I’ve always enjoyed teaching “the littles ones” in Physical Education, but they are a different breed to any other age group and in some ways like herding cats.
Young children are not only growing physically during early childhood, but they are also growing mentally. Students at this age continue to advance their skills in observing and interacting with the world around them. In short, there is a lot going on in their little minds. As children develop cognitively, their play will move more towards games with sophisticated rules which brings in the importance of fundamental movement skills. According to research, playing isn’t just fun; it is an important part of brain development. ENTER PHYSICAL EDUCATION TEACHER.
The cornerstone of my P.E. program revolves around the 11 more significant fundamental movement skills associated in Grade K – 2. They are: kick, run, bounce, leap, 2 hand strike, catch, dodge, forehand strike, throw, punt and vertical jump.
If you’re not familiar with the term fundamental movement skills, these are one of the steppingstones of physical literacy. They empower students to engage in a variety of physical activities and provide the foundation for more complex, activity-specific skills.
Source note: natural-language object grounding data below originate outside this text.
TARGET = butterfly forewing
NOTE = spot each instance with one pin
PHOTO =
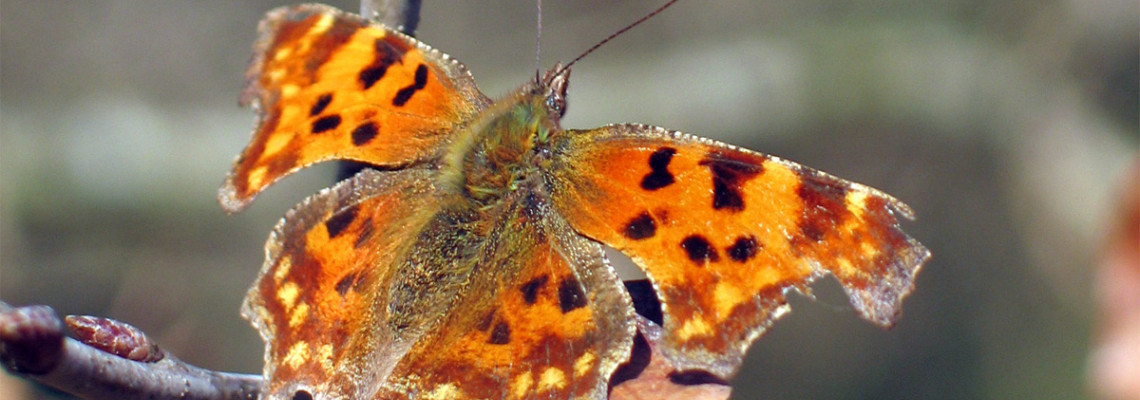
(723, 233)
(331, 86)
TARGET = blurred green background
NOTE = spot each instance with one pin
(1007, 125)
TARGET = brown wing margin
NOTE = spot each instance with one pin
(328, 84)
(723, 233)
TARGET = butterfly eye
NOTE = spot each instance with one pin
(556, 105)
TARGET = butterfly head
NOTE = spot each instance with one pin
(553, 86)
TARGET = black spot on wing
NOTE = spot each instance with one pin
(345, 283)
(641, 227)
(341, 220)
(659, 176)
(405, 94)
(640, 358)
(364, 132)
(570, 295)
(387, 52)
(486, 321)
(644, 299)
(699, 250)
(531, 287)
(695, 377)
(326, 123)
(322, 103)
(501, 334)
(824, 204)
(730, 172)
(744, 249)
(366, 231)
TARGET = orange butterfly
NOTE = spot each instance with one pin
(470, 264)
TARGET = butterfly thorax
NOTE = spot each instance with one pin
(504, 149)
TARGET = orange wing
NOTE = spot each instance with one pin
(332, 86)
(723, 233)
(543, 317)
(315, 299)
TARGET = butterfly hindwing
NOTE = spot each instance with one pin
(544, 317)
(332, 86)
(723, 233)
(315, 299)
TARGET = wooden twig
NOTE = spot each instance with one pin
(116, 360)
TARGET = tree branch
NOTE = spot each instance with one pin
(114, 360)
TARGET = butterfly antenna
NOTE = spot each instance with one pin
(658, 10)
(538, 41)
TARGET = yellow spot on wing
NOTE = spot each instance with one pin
(322, 25)
(694, 326)
(726, 295)
(299, 313)
(275, 144)
(552, 378)
(296, 354)
(326, 357)
(288, 90)
(583, 365)
(287, 294)
(257, 177)
(521, 384)
(283, 266)
(283, 54)
(445, 392)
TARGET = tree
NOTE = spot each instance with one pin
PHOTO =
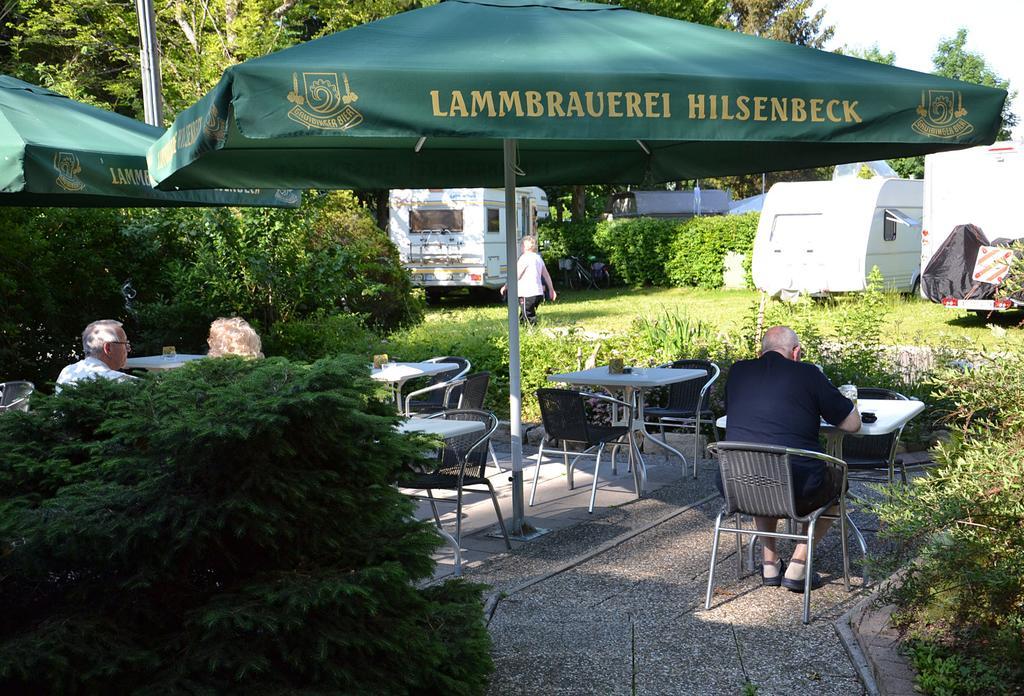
(951, 59)
(780, 19)
(872, 53)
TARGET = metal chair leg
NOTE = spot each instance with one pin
(860, 542)
(433, 508)
(537, 473)
(843, 540)
(739, 549)
(498, 511)
(569, 468)
(696, 442)
(458, 518)
(714, 559)
(494, 458)
(809, 570)
(597, 470)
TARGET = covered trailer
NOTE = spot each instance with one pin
(451, 238)
(816, 237)
(973, 212)
(665, 204)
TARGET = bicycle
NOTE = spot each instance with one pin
(577, 274)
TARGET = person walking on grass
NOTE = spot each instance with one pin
(532, 277)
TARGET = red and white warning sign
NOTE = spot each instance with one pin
(992, 264)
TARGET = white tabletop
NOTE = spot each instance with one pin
(159, 362)
(400, 372)
(439, 427)
(638, 378)
(892, 415)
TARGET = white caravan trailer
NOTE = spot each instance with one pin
(981, 186)
(824, 236)
(455, 237)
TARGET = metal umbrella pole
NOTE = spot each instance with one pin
(512, 299)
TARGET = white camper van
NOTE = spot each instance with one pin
(816, 237)
(455, 237)
(980, 186)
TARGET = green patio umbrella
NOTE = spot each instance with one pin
(55, 151)
(492, 92)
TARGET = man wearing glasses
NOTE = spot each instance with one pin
(107, 348)
(776, 399)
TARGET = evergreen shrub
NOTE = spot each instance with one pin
(559, 240)
(226, 527)
(696, 256)
(963, 527)
(637, 249)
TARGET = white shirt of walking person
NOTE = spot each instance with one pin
(107, 347)
(531, 273)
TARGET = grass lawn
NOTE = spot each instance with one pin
(909, 320)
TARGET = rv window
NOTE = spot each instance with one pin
(795, 229)
(889, 228)
(435, 221)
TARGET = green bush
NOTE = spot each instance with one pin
(227, 527)
(637, 249)
(559, 240)
(963, 525)
(310, 340)
(696, 257)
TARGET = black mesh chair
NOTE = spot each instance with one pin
(757, 480)
(14, 395)
(470, 391)
(865, 455)
(460, 467)
(436, 395)
(689, 404)
(564, 415)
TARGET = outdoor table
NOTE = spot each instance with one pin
(633, 385)
(442, 429)
(439, 427)
(156, 363)
(892, 415)
(397, 374)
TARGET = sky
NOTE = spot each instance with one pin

If you can teach a student to kick, they might be more inclined to take part in soccer. If you can teach a student to throw, they might grow up to play baseball. These skills are the beginning to their motivation to be a lifelong physical learner.
Like anything with early childhood students, these skills need to be visual in the learning space. Students will learn best if they can see and know exactly what it is they need to accomplish. As part of my lessons, I use the “I CAN” posters which outline the skills that need to be mastered for each fundamental motor movement.
Before getting to this point though, it is important as a teacher that you model the skill they will be working on. Providing the visual example, especially if being used in a game is crucial. The next step is for students to have a go at the skill. Without giving them an overwhelming amount of information, set them out to explore the skill. It is during this time as a teacher that you have two choices:
A) bring the class back together and break it down or B) coach students through the skill as they are exploring it You will know your class best based on what is happening in your particular lesson.
With all these keys in mind, the next step is to practise the skill. Set goals with your students and provide timely feedback which will guide their journey towards success.
The kindergarten to grade 2 teaching journey is an exciting one and if you have read this far, chances are you are on this journey. I always say to my colleagues who get frustrated with kids this age crying to “embrace the tears.” The tears are a teaching point and teaching points look different in the P.E. space as opposed to the classroom space.
Hopefully some points in here resonate and become useful in your teachings to this age group. Thanks for reading and good luck educating the young physical minds and bodies of the future!